Gemeente van Christus  Houthalen Oost

Ga uit van mij want ik ben een zondig mens Here

Hoe kan God mij aanvaarden wanneer ik zondig ben?

Jesaja zag de Here in een visioen (Jesaja 6:1-8)

Eerder had Jesaja zesmaal een wee uitgesproken:
- Wee de hebzuchtige landeigenaren (5:8-10)
- Wee hen die smachten naar bedwelmende drank (5:11-17)
- Wee hen die verstrikt zijn in zonden (5:18-19)
- Wee hen die het goede kwaad noemen en andersom (5:20)
- Wee hen die zichzelf misleiden (5:21)
- Wee hen die gerechtigheid verdraaien (5:22-23)
Deze zes punten geven de maatschappij weer waarin Jesaja leefde en Gods oordeel daarover. Hij is als profeet door God aangesteld om Gods wil bekend te maken. Kijken wij op naar Jesaja omwille van zijn geloof of hebben we een laag beeld van hem?

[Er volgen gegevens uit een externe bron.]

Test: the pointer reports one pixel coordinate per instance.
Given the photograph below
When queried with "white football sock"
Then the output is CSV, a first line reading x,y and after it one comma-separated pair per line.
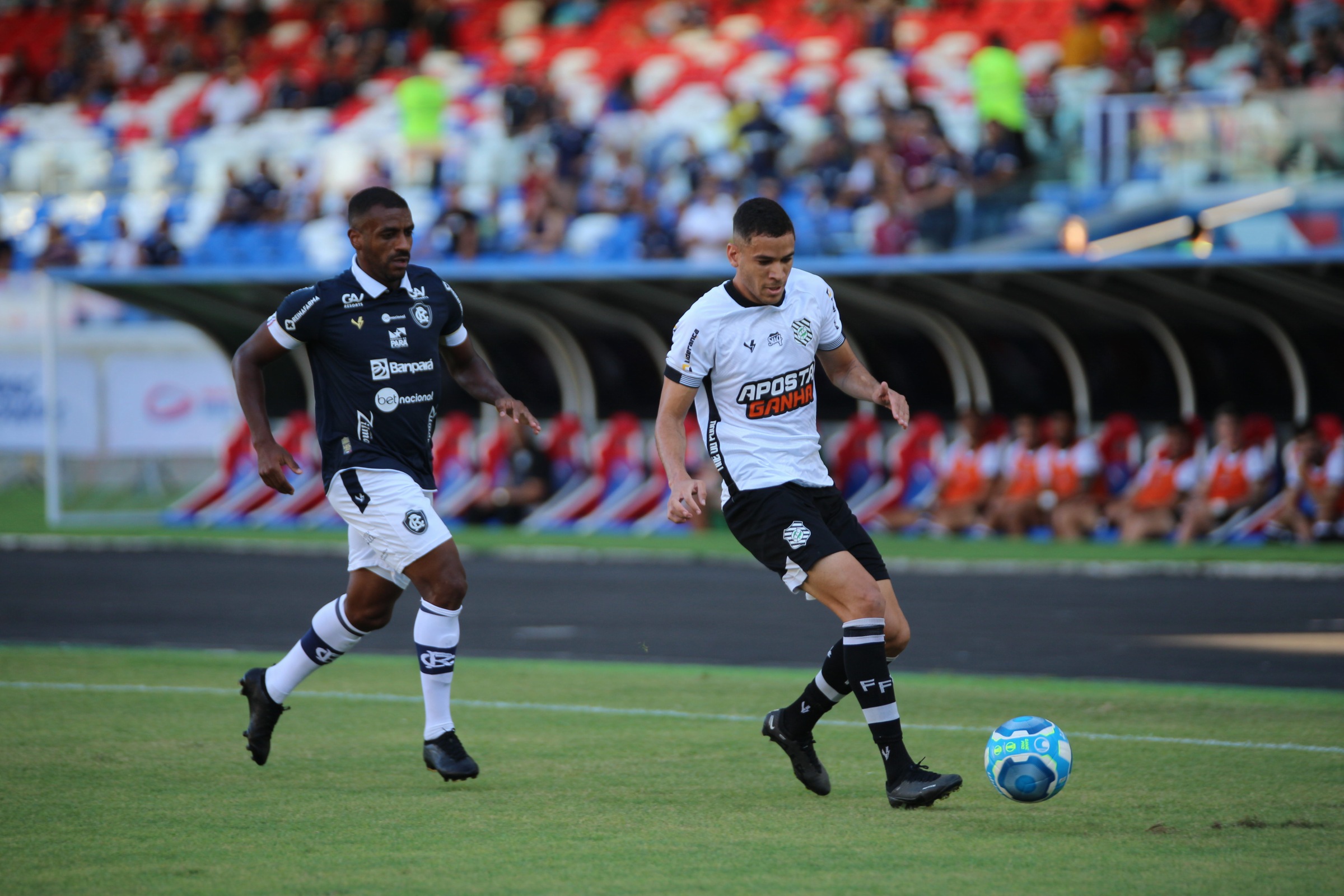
x,y
330,637
436,647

Daarom zal, zoals een vuurtong stoppelen verteert en brandend stro ineenzinkt, hun wortel als molm worden en hun bloesem als stof opstuiven, omdat zij de wet van de Here der heerscharen verworpen en het woord van de Heilige Israels hebben versmaad” (5:24).
Verworpen: verachten, weigeren
Versmaad: verafschuwen

Het is daarna dat Jesaja een visioen krijgt, dit gebeurde in het sterfjaar van koning Uzzia, de koning die veel welvaart aan Israel had gebracht. Jesaja zag de Here zitten op een troon, (Johannes zegt ons dat Jesaja Jezus zag – Johannes 12:37-43).
- De zoom (slip van kleed) vulde de tempel (6:1).
- Serafs stonden boven de Here (seraf: majestueuze wezens) (6:2)
- “
En de een riep de ander toe: Heilig, heilig, heilig is de Here der heerscharen, de ganse aarde is van zijn heerlijkheid vol” 5:3. De Here is absoluut heilig, afgezonderd, ver verwijderd van zonde en onreinheid.
- De dorpelposten beefden van het luide roepen en het huis werd vervuld met rook.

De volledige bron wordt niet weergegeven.